With relationships failing and adults later dating and re-mating, children frequently become an issue. Parenting has both it’s challenges and blessings, but what do you do when parenting problems spill into your relationship?
S.A. writes “…we’re very happy with the exception of my boyfriend not liking my daughter. It wasn’t this way in the beginning, but has been getting worse for about 7 months now. I can’t take it anymore and feel it will ruin our relationship if we do not figure out how to overcome this…”
The sad fact is, S.A., that this will cause your relationship to fail, if not fixed. At least, it should, because your daughter(as annoying as she can be) deserves your care and protection. Parenting involves many blessings and many sacrifices. Kids deserved to be placed at a high priority in your world. If you have to pick–which it’s hoped that you don’t–you need to choose your daughter over your boyfriend.
There are many, ugly situations in which this doesn’t happen and the child will never forget if you choose someone else over her.
That being said, your boyfriend probably has valid reasons for disliking the girl. Heck, she’s your daughter and you don’t always like her. Like and love are different things; you can have one without the other. The problem you’re facing is that he doesn’t love her, either.
Parenting and romantic relationships are the two hardest things humans do. Don’t think this ought to be easier. It’s not. However, you shouldn’t have to pick one over the other. The important issue now is between S. A. and her boyfriend.
Start off by asking him to tell you honestly what he doesn’t like about the kid. If he’ll do this, you really need to keep your mouth shut and listen. Let him say everything he has to say without you rushing in to defend the kid. You’ll probably have this urge and you need to fight it. Listen to him. Hear the things he finds troubling, then ask yourself honestly if these things bother you, too. Take some time to ponder this; don’t rush into a response.
If you agree with him about the things that bother him, tell him. It’s not disloyal to say what you don’t like. If the kid’s lying, stealing or tattling, these behaviors aren’t good for the child. No one likes these and they’ll cause problems for her eventually, anyway.
If you agree with him about her behavior, use the connection with your mate to brainstorm ways to deal with the child. It’s a parenting reality that you’ll need others to help you come up with ways to best cope with bad behavior. Sometimes, parenting is really, really hard.
If you disagree with him–she doesn’t do the things he’s saying–look at his issues.
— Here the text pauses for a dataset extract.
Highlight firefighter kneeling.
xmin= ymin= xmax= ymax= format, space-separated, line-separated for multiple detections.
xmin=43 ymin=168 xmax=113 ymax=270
Parents have a tendency to be blind to their own kids’ behaviors. (Think about the parents who go on the stand and plead the innocence of perpetrators who logically seem guilty.) Make sure you’re being honest with yourself about your child. If you honestly don’t think the issue lies with the kid, look at your partner’s feelings. Does he feel threatened by the child? Is he wanting you to pick him over her to prove your love?
If you disagree with him, you need to look at relationship problems. If there is trouble over a child(and it’s not really about the child), there are difficulties elsewhere, too. Take a hard, cold look at how you and he interact. Does he listen to what’s bothering you? Are you really seeing his point of view? If the two of you have issues that you’re avoiding, they’ll find you one way or the other.
Bottom Line: You are your child’s protector. If you and your boyfriend can’t work this out through improved communication, you need to seriously ask if you’re really taking care of the kid. If the issues in your relationship are playing out with your child bearing the brunt, you need to leave.
The kid comes first. It may be sad and you may grieve the boyfriend, but she’s dependent on you. She deserves to grow up in a safe, non-hostile environment.